Les plus belles tragédies savent prendre leur source dans le plus intime pour mieux évoquer le plus universel. American Beauty est une tragédie qui ne cache jamais ses ambitions et sa conclusion. Dès les premières minutes presque tous les enjeux sont posés. On y évoquera l'amour et la mort, le désir et la haine. Mais surtout Sam Mendès veut nous parler d'identité, touchant ainsi au thème le plus sensible et le plus essentiel de la civilisation américaine. Tous les protagonistes cherchent à être. Simplement à être. D'une manière ou d'une autre, par le travail ou par le sexe, par la violence ou par la drogue, par la révolte ou par la discipline, par le corps ou par l'esprit.

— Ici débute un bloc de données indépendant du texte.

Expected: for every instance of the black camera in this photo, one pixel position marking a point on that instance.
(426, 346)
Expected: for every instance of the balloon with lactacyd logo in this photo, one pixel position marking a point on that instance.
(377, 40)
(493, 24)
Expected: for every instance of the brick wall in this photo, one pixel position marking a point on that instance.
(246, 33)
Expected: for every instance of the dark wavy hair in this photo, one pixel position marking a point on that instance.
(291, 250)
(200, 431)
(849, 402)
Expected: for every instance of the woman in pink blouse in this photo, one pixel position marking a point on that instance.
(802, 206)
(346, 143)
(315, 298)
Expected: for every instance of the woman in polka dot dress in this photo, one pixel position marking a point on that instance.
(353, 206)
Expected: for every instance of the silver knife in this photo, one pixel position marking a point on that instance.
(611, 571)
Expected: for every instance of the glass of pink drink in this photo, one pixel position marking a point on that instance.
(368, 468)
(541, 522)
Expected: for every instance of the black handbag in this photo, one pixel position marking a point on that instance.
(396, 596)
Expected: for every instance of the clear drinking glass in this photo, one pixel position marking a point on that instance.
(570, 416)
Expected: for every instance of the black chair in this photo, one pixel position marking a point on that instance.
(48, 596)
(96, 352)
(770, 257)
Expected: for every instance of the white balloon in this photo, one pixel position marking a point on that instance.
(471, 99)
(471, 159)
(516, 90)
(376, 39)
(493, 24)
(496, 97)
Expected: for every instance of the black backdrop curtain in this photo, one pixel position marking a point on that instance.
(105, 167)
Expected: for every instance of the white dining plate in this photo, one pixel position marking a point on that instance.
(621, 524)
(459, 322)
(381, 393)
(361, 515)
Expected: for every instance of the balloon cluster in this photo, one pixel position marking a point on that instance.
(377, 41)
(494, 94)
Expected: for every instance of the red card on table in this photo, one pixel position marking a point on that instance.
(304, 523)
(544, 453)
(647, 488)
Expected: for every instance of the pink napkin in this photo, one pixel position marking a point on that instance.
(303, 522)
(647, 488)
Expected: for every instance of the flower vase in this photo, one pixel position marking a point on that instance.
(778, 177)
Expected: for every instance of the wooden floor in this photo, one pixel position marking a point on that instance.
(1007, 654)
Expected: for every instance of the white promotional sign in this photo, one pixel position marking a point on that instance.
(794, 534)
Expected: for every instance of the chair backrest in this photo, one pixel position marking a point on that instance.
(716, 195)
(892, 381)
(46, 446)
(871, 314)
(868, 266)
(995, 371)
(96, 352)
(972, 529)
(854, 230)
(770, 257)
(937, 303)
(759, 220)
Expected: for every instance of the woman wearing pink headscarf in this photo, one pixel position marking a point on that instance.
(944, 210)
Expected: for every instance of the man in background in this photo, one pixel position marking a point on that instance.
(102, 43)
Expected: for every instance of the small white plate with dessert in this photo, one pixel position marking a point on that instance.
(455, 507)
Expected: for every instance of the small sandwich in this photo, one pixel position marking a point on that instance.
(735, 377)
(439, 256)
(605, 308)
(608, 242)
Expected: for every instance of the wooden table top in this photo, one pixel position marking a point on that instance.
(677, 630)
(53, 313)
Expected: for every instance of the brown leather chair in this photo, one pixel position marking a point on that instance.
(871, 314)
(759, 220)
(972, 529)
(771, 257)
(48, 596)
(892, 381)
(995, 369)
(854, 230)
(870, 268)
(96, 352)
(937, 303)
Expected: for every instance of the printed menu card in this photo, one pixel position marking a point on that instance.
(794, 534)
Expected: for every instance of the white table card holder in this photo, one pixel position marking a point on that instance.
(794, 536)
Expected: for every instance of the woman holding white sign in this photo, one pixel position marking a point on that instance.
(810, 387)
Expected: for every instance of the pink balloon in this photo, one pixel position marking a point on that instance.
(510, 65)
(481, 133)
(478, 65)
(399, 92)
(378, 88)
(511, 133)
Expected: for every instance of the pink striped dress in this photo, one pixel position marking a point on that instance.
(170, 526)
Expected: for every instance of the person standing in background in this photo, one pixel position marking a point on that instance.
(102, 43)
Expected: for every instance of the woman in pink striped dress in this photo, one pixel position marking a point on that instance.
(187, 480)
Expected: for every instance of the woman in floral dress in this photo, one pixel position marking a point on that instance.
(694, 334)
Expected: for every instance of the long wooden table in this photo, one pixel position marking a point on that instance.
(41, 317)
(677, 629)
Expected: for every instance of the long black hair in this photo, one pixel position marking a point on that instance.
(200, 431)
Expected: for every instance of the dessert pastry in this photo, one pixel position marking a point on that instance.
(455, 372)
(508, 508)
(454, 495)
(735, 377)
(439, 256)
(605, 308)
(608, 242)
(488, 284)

Chacun empile des masques et des mensonges. Et le quotidien le mieux rodé semble être le plus sûr moyen d'exister. Le plus sûr moyen ? Oui, sans doute. Mais aussi le plus frustrant. Un désespoir lancinant qui va pousser l'anti-héros magnifiquement interprété par Kevin Spacey à tout chambouler, jusqu'à n'avoir plus rien à perdre. Et trouver la paix. Être heureux. A la fin.

        Car American Beauty est tout autant une oeuvre cruelle que d'une rare douceur. Pour compenser la crudité des situations, le metteur en scène offre une humanité touchante à presque tous ses personnages. Jamais il ne se moque, jamais il ne tombe dans le cynisme. Et il met en évidence la fragilité et l'âme des stéréotypes les plus rebattus. Même la petite bimbo blonde parviendra à nous émouvoir. On pouvait craindre d'un tel film qu'il ne cherche qu'à choquer les gentils spectateurs et à jouer sur le terrain des provocations les plus faciles. C'est loin d'être le cas et on est surpris par les nuances du propos, la sobriété de la mise en scène, la puissance retenue de la musique. Le titre lui-même, American Beauty, passe de l'ironie à une certaine vérité. Car Mendès dévoile la beauté au coeur de la trivialité. Et la dignité, reconquise au prix le plus fort par Kevin Spacey, irradie le final de l'oeuvre.